「鶏鳴狗盗」という言葉、いま使うのはだいたい「人に誇れない、くだらない特技」や「こそこそした小細工で立ちまわる人物」を、少し見下して言う場面でしょうか。あまり褒め言葉では使われません。

でも語源をたどると、これは戦国時代の中国で、まさにその「くだらない特技」の持ち主二人が、主君の命を救った——という、わりと痛快な話なんです。

第1話 · 孟嘗君と、三千の食客

舞台は戦国時代。斉の公子孟嘗君(もうしょうくん)は、平原君・信陵君・春申君とならぶ「戦国四君」のひとり。天下に名を知られた大物です。

孟嘗君の評判を高めたのは、その人の集め方でした。身分も、特技も問わず、訪ねてきた者をかたっぱしから客として養う。その数、食客三千とも。

なかには、「これが何の役に立つのか」と首をかしげたくなる連中も混じっていました。犬のようにこっそり忍び込む盗みの名人。鶏の鳴き真似がやたらにうまい男。ほかの食客たちは、こういう手合いを、内心、見下していたといいます。

第2話 · 秦の昭王、招いて、捕らえる

その名声が、西の大国・秦にも届きます。秦の昭王は孟嘗君を招き、自国の宰相に据えようとしました。

ところが、家臣が止めます。「孟嘗君は斉の公子。秦の宰相にしたところで、まず斉の利を考えるに決まっている。秦のためにはなりません」と。
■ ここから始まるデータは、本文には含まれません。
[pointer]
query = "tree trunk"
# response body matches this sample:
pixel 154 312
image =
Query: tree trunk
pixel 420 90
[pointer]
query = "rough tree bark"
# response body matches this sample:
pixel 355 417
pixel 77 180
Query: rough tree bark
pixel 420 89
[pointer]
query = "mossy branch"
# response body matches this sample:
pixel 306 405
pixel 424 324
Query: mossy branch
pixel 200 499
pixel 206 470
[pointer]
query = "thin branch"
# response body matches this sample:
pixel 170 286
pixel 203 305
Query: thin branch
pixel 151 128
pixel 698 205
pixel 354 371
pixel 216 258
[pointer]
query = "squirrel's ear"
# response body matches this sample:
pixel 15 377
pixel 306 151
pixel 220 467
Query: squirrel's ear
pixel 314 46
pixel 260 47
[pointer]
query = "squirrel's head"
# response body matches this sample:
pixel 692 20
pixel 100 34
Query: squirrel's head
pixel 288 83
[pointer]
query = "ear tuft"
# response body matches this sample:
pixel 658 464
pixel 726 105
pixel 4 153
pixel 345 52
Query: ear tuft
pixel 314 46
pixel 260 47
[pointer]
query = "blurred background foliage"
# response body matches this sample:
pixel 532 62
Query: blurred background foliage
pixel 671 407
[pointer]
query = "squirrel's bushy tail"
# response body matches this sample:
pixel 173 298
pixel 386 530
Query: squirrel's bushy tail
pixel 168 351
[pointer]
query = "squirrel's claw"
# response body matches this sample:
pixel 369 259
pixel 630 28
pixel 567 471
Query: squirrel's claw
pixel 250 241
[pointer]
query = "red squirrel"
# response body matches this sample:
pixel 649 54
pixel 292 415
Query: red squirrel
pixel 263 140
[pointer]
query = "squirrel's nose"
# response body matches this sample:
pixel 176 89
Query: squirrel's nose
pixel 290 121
もっともだ、と昭王は考えを変えます。けれど、ここで帰せば、内情を知られたまま敵に塩を送ることになる。そこで昭王は孟嘗君を幽閉し、ひそかに殺そうとしました。招いておきながら、闇に葬ろうというわけです。

第3話 · 狐白裘を、盗む

追いつめられた孟嘗君は、昭王の寵姫に助けを求めます。口添えを頼むと、寵姫はこう返してきました。

妾(わたし)は、あなたさまの狐白裘をいただきたい

狐白裘(こはくきゅう)とは、狐のわきの下の白い毛だけを集めて仕立てた、最高級の毛皮。ところが、それはこの世に一着きり。しかも孟嘗君は、秦に入るなり、すでに昭王へ献上ずみだったのです。

万策尽きたか、と思われたとき。あの、盗みの名人——狗盗(くとう)の食客が、夜、宮殿の蔵に犬のように忍び込み、献上された狐白裘を、まんまと盗み出してきました。それを寵姫に贈ると、寵姫は枕もとで王に取りなし、孟嘗君は釈放されます。

第4話 · 函谷関、夜明け前の一声

孟嘗君は、釈放されるやいなや、姓名を偽り、馬を飛ばして国境へ走りました。案の定、昭王はすぐに気を変え、追っ手を放ちます。

一行が函谷関(かんこくかん)にたどり着いたのは、まだ夜中。だが、関所にはこんな決まりがありました——一番鶏が鳴くまで、門は開けない。夜明けを待っていたら、追っ手に追いつかれてしまう。

そのとき、進み出たのが、鶏の鳴き真似の名人でした。彼がひと声「コケコッコー」とやると、つられて近くの鶏が次々に鳴きはじめる。関守は朝が来たと思い込み、門を開けました。一行はするりと関を抜け、追っ手が着いたときには、もう影も形もなかったといいます。

侮られていた二人の、くだらないはずの特技が、主君の命をつないだ。これが、『史記』孟嘗君列伝の伝える一部始終です。

ところが後世、この言葉の評判は、なぜか下がります。北宋の政治家王安石は「読孟嘗君伝」という短文で、こう斬って捨てました。

孟嘗君は、ただ鶏鳴狗盗の親玉であったにすぎない。どうして真の人材を得たといえようか

本当に優れた士がいたなら、こんな小細工に頼らずとも秦をしのげたはずだ、と。この辛口の評が広まって、「鶏鳴狗盗」は「くだらない特技」の側の意味で定着していきました。

それでも、あの夜の函谷関を思えば——いざというとき、人を救うのが、いつも「立派な才能」とはかぎらない。侮っていた誰かの、ちっぽけな特技にこそ助けられる日が、ふいに来るのかもしれません。